[Koran Nihon Keizai] Tur Thailand dari perusahaan kami diliput ”Wujud Sesungguhnya Negara Pariwisata1” (Halaman 2)


2013/12/24

「Sangatlah indah. Mengapa orang Jepang tidak datang untuk melihat pemandangan ini」
"Tanah Kerinduan" yang tersebar luas dari mulut ke mulut di Thailand sebagai tempat di mana Gunung Fuji dan Kyoto dapat dilihat bersamaan, adalah Taman Arakurayamasama yang terdapat di kaki gunung Fuji. Terdapat tangga dengan tinggi sekitar 400 anak tangga dan di atasnya menjulang pagoda 5 tingkat seperti yang ada di Kyoto. Dari sana, Gunung Fuji dapat terlihat. Dengan pagoda 5 tingkat dan Gunung Fuji sebagai latar belakang, para pasangan mengambil foto. 

Tahun ini, wisatawan asing mencapai lebih dari 10 juta orang. Dengan menurunnya nilai tukar yen dan dibebaskannya visa kunjungan singkat untuk Thailand dan Malaysia pada bulan Juli, jumlah kunjungan dari Thailand pada bulan Januari~November mencapai 70%, sekitar 400 ribu orang.

Hal yang wajar bagi orang Jepang. Tetapi bagi wisatawan dari Asia Tenggara atau dari negara tropis yang tidak memiliki 4 musim, iklim dan dan alam Jepang dapat menjadi sumber daya pariwisata. Selain itu, hal yang paling membuat wisatawan Thailand terkesan adalah "Salju". Di resor ski Narusawa, Yamanashi, jumlah wisatawan asing semakin meningkat. Status Gunung Fuji yang merupakan salah satu keajaiban dunia merupakan daya tarik paling tinggi.
Di hotel sekitar Danau Kawaguchi, menu makan kepiting sepuasnya sangat populer di kalangan tamu Thailand. "Saya ingin mencoba makan kepiting Jepang", bagi wisatawan Thailand, menu makan kepiting sepuasnya tidak bisa dipisahkan dari rute perjalanan.

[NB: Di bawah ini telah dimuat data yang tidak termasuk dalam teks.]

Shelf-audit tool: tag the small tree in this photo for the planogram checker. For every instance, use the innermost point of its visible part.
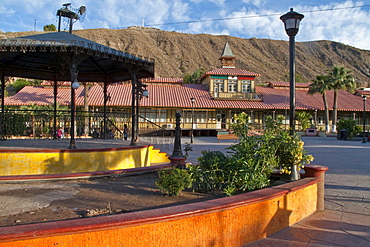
(303, 118)
(50, 27)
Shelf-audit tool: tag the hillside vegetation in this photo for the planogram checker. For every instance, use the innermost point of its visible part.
(178, 53)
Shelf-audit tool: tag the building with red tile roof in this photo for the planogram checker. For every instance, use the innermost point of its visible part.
(222, 92)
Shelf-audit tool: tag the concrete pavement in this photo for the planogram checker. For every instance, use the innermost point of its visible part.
(346, 218)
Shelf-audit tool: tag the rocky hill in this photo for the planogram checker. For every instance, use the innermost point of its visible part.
(178, 53)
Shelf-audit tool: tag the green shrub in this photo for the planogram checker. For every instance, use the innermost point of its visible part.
(172, 181)
(251, 161)
(211, 172)
(350, 125)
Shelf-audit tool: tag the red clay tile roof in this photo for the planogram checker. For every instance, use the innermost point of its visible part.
(229, 71)
(287, 84)
(179, 96)
(162, 80)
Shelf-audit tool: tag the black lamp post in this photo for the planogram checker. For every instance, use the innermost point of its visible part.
(192, 120)
(291, 22)
(138, 92)
(364, 121)
(74, 86)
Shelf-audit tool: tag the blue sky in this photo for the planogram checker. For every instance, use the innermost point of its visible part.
(341, 21)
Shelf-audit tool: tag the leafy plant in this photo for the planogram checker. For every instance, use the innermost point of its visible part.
(350, 125)
(211, 173)
(172, 181)
(303, 118)
(187, 149)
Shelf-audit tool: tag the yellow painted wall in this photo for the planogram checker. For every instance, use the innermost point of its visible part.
(235, 222)
(67, 161)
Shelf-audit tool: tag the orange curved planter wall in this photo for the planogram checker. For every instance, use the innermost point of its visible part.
(229, 221)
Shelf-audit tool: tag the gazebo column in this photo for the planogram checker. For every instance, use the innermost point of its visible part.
(133, 108)
(2, 91)
(105, 110)
(74, 74)
(55, 87)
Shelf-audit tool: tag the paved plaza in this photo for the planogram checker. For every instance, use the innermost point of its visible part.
(346, 218)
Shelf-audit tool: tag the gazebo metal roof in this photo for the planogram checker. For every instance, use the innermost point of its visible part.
(49, 56)
(62, 56)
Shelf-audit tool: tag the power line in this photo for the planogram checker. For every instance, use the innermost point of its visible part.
(252, 16)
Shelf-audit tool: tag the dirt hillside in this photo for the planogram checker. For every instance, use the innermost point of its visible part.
(178, 53)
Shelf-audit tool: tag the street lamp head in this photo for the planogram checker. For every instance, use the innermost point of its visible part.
(75, 84)
(146, 93)
(291, 21)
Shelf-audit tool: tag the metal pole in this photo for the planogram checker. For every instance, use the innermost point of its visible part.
(133, 108)
(55, 108)
(364, 121)
(177, 152)
(192, 121)
(2, 125)
(292, 84)
(105, 129)
(72, 143)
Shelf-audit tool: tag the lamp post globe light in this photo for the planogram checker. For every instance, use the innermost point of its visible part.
(192, 120)
(364, 120)
(75, 85)
(291, 21)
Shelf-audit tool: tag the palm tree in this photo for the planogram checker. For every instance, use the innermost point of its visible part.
(340, 79)
(321, 85)
(32, 109)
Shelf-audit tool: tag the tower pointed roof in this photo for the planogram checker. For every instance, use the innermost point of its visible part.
(227, 57)
(227, 51)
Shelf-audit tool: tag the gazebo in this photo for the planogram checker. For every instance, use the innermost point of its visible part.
(62, 56)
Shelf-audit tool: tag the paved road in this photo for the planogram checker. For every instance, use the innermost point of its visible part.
(346, 218)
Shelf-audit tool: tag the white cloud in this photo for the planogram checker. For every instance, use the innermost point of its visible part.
(349, 25)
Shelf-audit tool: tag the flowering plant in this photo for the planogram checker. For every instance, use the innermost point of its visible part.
(172, 181)
(291, 153)
(289, 148)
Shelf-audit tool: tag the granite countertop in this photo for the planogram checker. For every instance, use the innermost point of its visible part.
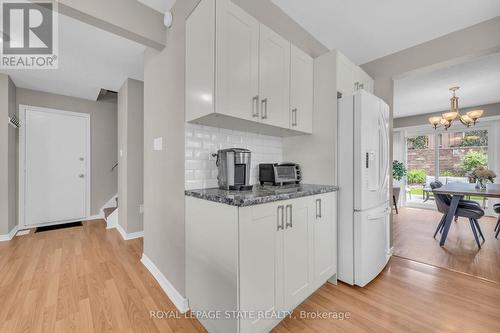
(259, 194)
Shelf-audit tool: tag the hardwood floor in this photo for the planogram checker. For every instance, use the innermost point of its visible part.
(88, 279)
(413, 231)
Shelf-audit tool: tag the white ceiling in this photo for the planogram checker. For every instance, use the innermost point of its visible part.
(365, 30)
(159, 5)
(479, 82)
(89, 59)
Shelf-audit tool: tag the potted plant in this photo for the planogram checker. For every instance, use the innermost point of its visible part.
(398, 170)
(483, 176)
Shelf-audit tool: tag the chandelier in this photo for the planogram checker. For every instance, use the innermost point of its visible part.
(447, 118)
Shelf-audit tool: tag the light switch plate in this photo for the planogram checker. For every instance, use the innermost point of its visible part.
(158, 144)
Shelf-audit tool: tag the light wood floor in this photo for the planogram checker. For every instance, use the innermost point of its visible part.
(413, 231)
(90, 280)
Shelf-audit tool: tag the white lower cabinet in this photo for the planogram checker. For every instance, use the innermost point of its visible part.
(286, 250)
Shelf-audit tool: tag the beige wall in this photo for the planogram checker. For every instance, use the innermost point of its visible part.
(8, 157)
(130, 152)
(490, 110)
(273, 17)
(103, 130)
(164, 170)
(453, 48)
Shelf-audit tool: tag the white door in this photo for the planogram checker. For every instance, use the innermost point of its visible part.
(237, 68)
(56, 166)
(301, 90)
(274, 78)
(371, 150)
(370, 243)
(261, 262)
(325, 236)
(297, 252)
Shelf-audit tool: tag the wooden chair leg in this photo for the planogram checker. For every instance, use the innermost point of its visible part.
(476, 222)
(474, 232)
(440, 225)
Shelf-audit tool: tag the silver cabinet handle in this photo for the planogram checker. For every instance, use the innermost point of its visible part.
(289, 218)
(294, 117)
(280, 221)
(263, 106)
(319, 212)
(255, 106)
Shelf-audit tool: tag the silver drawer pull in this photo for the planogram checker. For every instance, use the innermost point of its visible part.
(280, 220)
(319, 212)
(289, 218)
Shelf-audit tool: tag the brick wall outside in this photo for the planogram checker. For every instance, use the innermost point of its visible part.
(449, 158)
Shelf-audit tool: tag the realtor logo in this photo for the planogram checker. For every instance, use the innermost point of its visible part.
(29, 31)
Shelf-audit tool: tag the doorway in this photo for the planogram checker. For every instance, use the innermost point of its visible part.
(54, 166)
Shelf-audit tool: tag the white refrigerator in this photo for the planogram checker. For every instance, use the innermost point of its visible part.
(363, 176)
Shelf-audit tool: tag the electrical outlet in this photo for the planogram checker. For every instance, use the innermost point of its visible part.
(158, 144)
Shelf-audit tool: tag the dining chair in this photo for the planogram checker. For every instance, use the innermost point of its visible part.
(496, 208)
(466, 208)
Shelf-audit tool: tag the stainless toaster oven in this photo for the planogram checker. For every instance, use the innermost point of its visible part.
(279, 173)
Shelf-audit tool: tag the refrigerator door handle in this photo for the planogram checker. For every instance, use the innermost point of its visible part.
(379, 216)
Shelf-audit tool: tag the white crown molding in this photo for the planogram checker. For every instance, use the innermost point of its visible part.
(179, 301)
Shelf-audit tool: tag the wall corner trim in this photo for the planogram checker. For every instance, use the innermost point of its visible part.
(129, 236)
(179, 301)
(10, 235)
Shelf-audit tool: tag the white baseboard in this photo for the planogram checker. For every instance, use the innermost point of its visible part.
(128, 236)
(10, 235)
(179, 301)
(99, 216)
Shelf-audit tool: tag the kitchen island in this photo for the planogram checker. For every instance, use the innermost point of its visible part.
(253, 256)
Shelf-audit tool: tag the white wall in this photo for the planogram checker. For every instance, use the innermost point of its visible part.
(103, 137)
(131, 155)
(8, 157)
(203, 141)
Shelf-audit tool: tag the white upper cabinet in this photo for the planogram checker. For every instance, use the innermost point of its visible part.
(301, 90)
(274, 78)
(351, 77)
(237, 61)
(238, 73)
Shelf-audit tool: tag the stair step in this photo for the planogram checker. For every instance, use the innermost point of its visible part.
(108, 211)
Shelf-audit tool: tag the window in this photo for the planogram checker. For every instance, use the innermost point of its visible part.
(452, 155)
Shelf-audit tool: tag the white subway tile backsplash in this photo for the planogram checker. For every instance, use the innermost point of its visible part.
(203, 141)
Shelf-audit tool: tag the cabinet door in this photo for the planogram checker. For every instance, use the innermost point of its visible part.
(325, 238)
(297, 252)
(261, 255)
(237, 61)
(301, 90)
(274, 78)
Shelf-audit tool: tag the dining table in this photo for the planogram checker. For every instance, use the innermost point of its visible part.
(458, 191)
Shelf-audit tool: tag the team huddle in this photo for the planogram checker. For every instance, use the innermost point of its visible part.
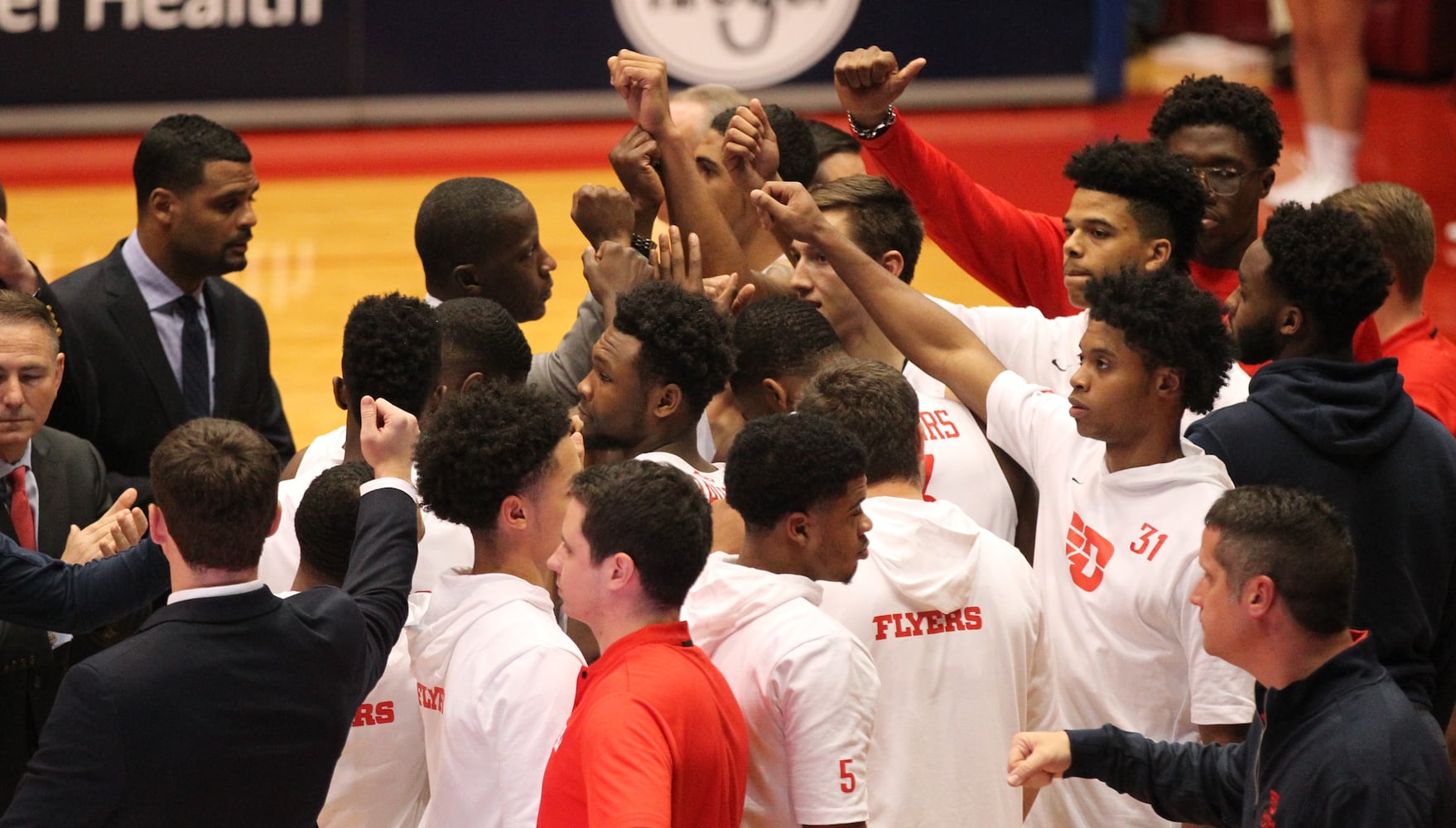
(770, 537)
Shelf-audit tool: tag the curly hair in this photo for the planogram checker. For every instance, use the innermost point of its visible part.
(175, 152)
(216, 482)
(789, 463)
(1401, 223)
(685, 342)
(1169, 324)
(881, 217)
(391, 351)
(326, 517)
(655, 516)
(457, 220)
(798, 157)
(832, 140)
(484, 445)
(1162, 194)
(877, 405)
(480, 335)
(779, 336)
(1213, 102)
(1325, 261)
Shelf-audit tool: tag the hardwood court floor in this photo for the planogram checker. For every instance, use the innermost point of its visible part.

Sudah 10 tahun sejak mantan Perdana Menteri Koizumi mencanangkan "Negara Pariwisata Jepang".
Pada sumber daya pariwisata yang bahkan tidak terpikirkan oleh masyarakat Jepang, wisatawan asing meningkat.
Akankah rasa ingin tahu wisatawan Asia dapat menjadi kartu truf refitalisasi ekonomi Jepang?